When Daniel Hart was growing up, he attended Richardson High School in Dallas. In the year above were two boys called David Gordon Green and David Wingo. Some 20 years later, Green is one of the most gifted indie directors of his generation and Wingo is the acclaimed composer of scores for almost all of his films, not to mention the lead singer of the band Ola Podrida.
“We didn’t know each other incredibly well, but we ran in the same circles,” Hart recalls. “When I was in high school, I got to see David Gordon Green’s first attempts at film — these weird little shorts that he would make. It’s hard for me to believe — and very exciting for me — that both Davids would have so much success doing what they loved doing even way back then.”
Recently, Wingo has been a source of much useful advice for Hart, who has just begun working in film, and the two have made plans to play live shows together. Hart is a solo artist, making music that he describes as “’70s R&B, Radiohead meets the Isley Brothers,” and has previously played in such bands as the Polyphonic Spree, St. Vincent, Other Lives and Broken Social Scene.
In 2011, Hart scored fellow Dallas resident David Lowery’s landmark short Pioneer, and when Lowery came to make his follow-up, Ain’t Them Bodies Saints, he called on Hart to write the score for his ’70s-set outlaw love story. “When we worked on Pioneer together, we started to develop a musical language that corresponded to David’s aesthetic as a filmmaker,” Hart says. “The conversations that we had back then were the building blocks that we used on Saints.”

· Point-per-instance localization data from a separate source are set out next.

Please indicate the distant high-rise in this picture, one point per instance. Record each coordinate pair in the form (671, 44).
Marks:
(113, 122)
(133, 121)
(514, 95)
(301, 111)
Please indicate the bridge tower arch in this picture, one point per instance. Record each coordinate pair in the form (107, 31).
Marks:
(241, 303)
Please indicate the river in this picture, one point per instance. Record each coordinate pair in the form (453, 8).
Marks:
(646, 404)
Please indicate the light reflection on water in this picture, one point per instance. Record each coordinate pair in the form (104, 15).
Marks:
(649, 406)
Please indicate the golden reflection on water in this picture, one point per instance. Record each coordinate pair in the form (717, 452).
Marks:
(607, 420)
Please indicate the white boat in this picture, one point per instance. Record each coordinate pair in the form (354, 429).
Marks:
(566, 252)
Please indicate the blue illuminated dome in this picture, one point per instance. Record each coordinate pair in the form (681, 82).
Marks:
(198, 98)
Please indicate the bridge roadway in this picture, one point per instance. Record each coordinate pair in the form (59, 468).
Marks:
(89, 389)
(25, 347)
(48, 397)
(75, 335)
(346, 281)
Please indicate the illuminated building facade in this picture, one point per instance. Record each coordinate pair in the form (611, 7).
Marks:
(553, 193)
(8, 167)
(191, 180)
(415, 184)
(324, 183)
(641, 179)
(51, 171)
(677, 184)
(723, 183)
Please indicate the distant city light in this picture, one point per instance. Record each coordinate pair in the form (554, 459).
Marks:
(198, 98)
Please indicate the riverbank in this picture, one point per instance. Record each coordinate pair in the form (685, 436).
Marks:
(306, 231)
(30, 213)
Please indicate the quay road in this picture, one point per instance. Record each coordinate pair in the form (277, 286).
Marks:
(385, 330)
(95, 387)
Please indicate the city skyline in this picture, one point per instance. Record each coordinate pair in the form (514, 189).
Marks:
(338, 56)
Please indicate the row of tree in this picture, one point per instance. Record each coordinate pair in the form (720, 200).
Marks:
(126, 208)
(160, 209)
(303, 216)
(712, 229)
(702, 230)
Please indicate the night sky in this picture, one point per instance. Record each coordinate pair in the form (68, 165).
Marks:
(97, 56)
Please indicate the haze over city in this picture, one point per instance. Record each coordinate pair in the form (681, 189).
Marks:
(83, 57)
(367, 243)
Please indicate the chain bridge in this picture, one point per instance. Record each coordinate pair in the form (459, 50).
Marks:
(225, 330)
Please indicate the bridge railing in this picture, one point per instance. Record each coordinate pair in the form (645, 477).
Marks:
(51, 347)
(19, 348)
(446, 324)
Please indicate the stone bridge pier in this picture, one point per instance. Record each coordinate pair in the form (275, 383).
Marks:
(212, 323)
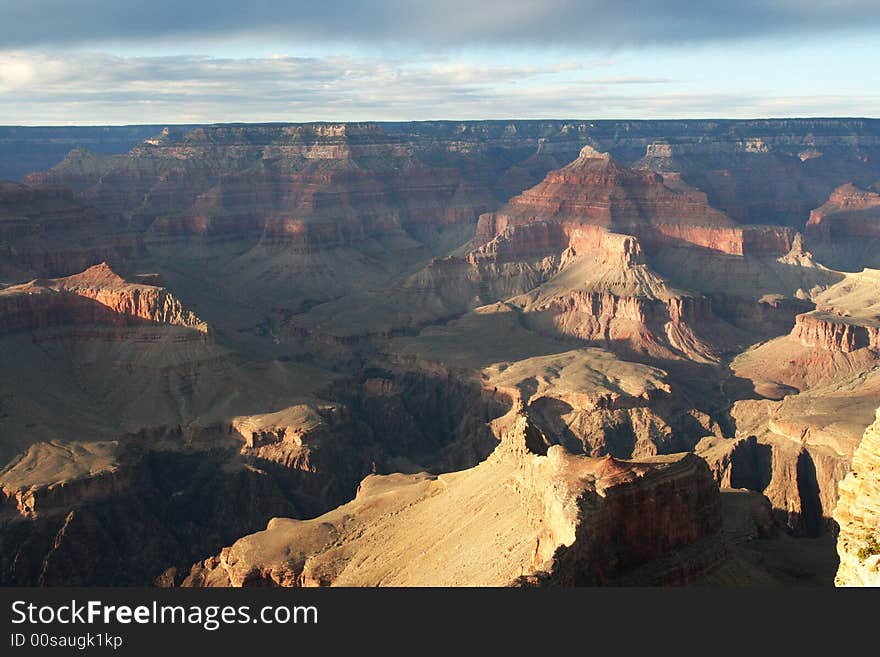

As with any great director-composer partnership, both brought something to the table. Lowery suggested using banjo and mandolin for the Saints soundtrack, while Hart says he “was hearing a lot of strings, a lot of brooding atmospheric, buzzy, tinny feedback kinds of sounds, but sounds made by natural instruments, not electric instruments.”
Maybe the most crucial component of Hart’s score, which gorgeously combines strings with more traditional Western sounds, is its most unusual: handclapping. Hart had actually very subtly used handclaps in Pioneer and instinctively felt they fit into Saints’ musical lexicon. Lowery was so enthusiastic about the handclaps that Hart says he “considered it another of the main instruments in the film and tried to incorporate it naturally into places I thought it might work.”
Working on Saints was a very rewarding experience for Hart, and he says that it felt as if what he was writing “was coming from the film itself. It felt so natural to be making music [for a film], and I felt I could really enjoy doing it more.”
Hart says that going forward he would ideally like to split his time between his own music career and more scoring. In the wake of Saints, he has a handful of projects he’s already signed on to, including Austin-based writer/director Jennifer Harlow’s The Sideways Light (with Lindsay Burdge), S. Craig Zahler’s Western Bone Tomahawk (starring Kurt Russell, Timothy Olyphant and Peter Sarsgaard) and Dig, an upcoming short written and directed by Saints’ producer Toby Halbrooks. —N.D.